Psikologlar Neden Uyku Apnesini Önemsemeye Başlıyor?

Uyku her zaman akıl sağlığının ayrılmaz bir parçası olmuştur, ancak şimdi ikisi arasında bir ilişki olduğunu düşünmek için her zamankinden daha fazla neden var. Daha önceki bir Psych Central makalesinde atıfta bulunulan gibi son araştırmalar, depresyon ile yaygın uyku apnesi bozukluğu arasında güçlü bir ilişki olduğunu doğrulamıştır. Uyku apnesi ile ruh sağlığının diğer yönleri arasında bağlantılar ve psikoloji alanının neden bu bozukluğun semptomlarına aşina olması gerektiğinin nedenleri vardır.

Genellikle sadece horlamayla karıştırılsa da uyku apnesi, uyku sırasında kısa süreli nefes duraklamaları ile karakterize ciddi bir tıbbi durumdur. Solunumun kesilmesi, uyuyan kişinin oksijen solumasını engeller ve uykusuzluk ve yüksek tansiyondan tümör büyümesine ve daha yüksek kanser riskine kadar çok sayıda sağlık komplikasyonuna yol açabilir. Üstelik uyku apnesi nadir değildir. Sadece Amerika'da 14 milyondan fazla insan uyku apnesi çekiyor ama bunu bilmiyor.
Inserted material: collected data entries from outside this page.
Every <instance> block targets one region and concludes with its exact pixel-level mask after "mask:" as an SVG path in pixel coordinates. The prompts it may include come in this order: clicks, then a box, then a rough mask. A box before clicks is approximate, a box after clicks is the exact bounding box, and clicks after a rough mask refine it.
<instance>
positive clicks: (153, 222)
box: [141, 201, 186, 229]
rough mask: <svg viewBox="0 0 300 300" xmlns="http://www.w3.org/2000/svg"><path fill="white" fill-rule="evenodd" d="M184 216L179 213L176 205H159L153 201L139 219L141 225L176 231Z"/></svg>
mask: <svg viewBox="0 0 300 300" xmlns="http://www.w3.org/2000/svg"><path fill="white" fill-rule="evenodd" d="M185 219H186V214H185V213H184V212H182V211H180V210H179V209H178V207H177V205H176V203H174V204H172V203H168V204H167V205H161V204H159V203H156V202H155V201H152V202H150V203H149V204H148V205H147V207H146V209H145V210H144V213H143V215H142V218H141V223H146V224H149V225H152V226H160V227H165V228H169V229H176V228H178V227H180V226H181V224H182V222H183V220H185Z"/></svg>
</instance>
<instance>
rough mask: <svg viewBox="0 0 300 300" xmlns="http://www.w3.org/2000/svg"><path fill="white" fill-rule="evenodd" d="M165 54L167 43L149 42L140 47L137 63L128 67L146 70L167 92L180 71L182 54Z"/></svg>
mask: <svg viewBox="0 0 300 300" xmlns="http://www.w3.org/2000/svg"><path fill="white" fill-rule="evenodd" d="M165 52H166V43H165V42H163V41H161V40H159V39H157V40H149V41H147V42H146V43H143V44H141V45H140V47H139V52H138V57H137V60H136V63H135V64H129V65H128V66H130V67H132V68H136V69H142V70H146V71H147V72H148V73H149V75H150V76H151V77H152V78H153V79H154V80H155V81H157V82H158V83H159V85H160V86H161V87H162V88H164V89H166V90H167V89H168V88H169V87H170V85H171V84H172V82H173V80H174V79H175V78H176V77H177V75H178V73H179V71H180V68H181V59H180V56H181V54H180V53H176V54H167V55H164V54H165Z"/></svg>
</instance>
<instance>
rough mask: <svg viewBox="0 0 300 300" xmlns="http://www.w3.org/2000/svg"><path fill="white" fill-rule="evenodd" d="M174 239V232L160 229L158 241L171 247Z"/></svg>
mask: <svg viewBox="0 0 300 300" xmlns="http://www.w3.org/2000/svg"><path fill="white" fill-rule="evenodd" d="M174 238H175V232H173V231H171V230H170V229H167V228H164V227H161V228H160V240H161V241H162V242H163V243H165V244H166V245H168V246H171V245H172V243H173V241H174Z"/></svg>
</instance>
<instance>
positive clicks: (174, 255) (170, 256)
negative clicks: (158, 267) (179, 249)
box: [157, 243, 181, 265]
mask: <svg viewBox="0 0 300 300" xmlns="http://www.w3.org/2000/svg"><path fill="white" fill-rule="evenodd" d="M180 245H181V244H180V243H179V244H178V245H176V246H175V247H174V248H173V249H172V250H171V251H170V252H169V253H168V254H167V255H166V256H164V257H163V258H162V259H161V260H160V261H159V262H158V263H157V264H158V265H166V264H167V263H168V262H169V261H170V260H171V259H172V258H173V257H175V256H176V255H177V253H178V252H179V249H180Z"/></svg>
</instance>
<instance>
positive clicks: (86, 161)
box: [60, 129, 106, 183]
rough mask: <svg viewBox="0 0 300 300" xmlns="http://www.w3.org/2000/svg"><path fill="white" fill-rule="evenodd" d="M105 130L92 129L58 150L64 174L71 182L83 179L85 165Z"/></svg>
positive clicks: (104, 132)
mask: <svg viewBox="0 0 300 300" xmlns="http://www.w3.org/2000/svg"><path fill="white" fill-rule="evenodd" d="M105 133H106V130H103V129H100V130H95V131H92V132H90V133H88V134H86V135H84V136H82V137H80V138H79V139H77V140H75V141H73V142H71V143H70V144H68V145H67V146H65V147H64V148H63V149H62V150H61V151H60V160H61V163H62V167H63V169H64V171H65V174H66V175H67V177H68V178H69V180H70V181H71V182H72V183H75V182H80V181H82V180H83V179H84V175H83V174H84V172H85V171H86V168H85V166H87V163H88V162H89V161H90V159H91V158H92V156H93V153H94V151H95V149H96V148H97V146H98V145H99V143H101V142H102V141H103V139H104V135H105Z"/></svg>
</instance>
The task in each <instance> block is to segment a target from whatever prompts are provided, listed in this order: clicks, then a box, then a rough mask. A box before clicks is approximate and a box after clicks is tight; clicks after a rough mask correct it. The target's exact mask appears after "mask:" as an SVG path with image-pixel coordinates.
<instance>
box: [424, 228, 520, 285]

“Apneler” olarak adlandırılan nefes almadaki duraksamalar kısa da olsa ani ve müdahalecidir. Uyku apnesi olanlar genellikle uykuya dönmeden önce birkaç dakika uyanır ve uyku döngülerindeki bu kopmalar ruh hallerini ve yürütme işlevlerini tehlikeye atabilir. Tedavi edilmediği ölçüde, uyku apnesi genellikle konsantrasyon, hafıza, öğrenme ve bilgi işlemenin kötüleşmesine yol açar.

Uyku apnesi başka ciddi zihinsel ve davranışsal komplikasyonlara yol açabilir. Anksiyete, genellikle uyku apnesi ile birlikte hem “gece panik atakları” hem de genelleşmiş tedirginlik şeklinde yaşanır. Bu ilişkinin bir sonucu olarak, uyku apnesi ve anksiyetenin birlikte ortaya çıkmasının, tıbbi tedavi ile yönetildiği için önemli ölçüde azaldığı da bulunmuştur.

İnsanların yaşamlarının uyku apnesinin etkileyebileceği bir başka kişisel alanı da seks. Genellikle daha hafif kalpli bir şey olarak ele alınsa da, uyku apnesine eşlik edebilen horlama sıklıkla yakınlığı engeller. Zaman zaman eşlerin ayrı odalarda uyumasına neden olacak kadar sorunlu hale gelebilir. Ek olarak, cinsel işlev bozukluğu ortak bir yan etkidir, ancak bunun birlikte ortaya çıkan duygudurum dengesizliğinin mi yoksa kendi başına uyku apnesinin mi tezahür ettiği net değildir.

Uyku apnesi ile akıl sağlığı arasındaki bağlantı mutlaka yeni değildir ve birçok psikolog uzun süredir uyku sağlığı ile ilgilenmektedir. Bununla birlikte, ruh sağlığı alanında uyku apnesi ve semptomlarına aşina olmayanlar da var. Uyku apnesinden muzdarip bireyler, bilinçsiz uyku durumunda kendi kendilerine teşhis koyamadıkları için genellikle bunu bilmezler. Doğru bir teşhis olmadan, tedavi görmeyecekler ve akıl sağlığı semptomları hem kendilerini hem de sağlık çalışanlarını şaşırtacak.

Depresyon, anksiyete ve diğer davranışsal sorunlar her zaman uyku apnesinin göstergesi değildir, ancak genellikle öyledir. Terapistler ve psikologlar semptomları bildikleri sürece, araç çantalarında bir tane daha tanısal faydaya sahip olacaklardır. Bir hasta uyku apnesi çekmiyorsa, yine de ona yardımcı olacak bir teşhis ve tedavi vardır. Eğer uyku apnesi çekiyorlarsa, o zaman uygun türden bir terapi alabilirler, çünkü zihinsel sağlıkları sadece bir semptomdur.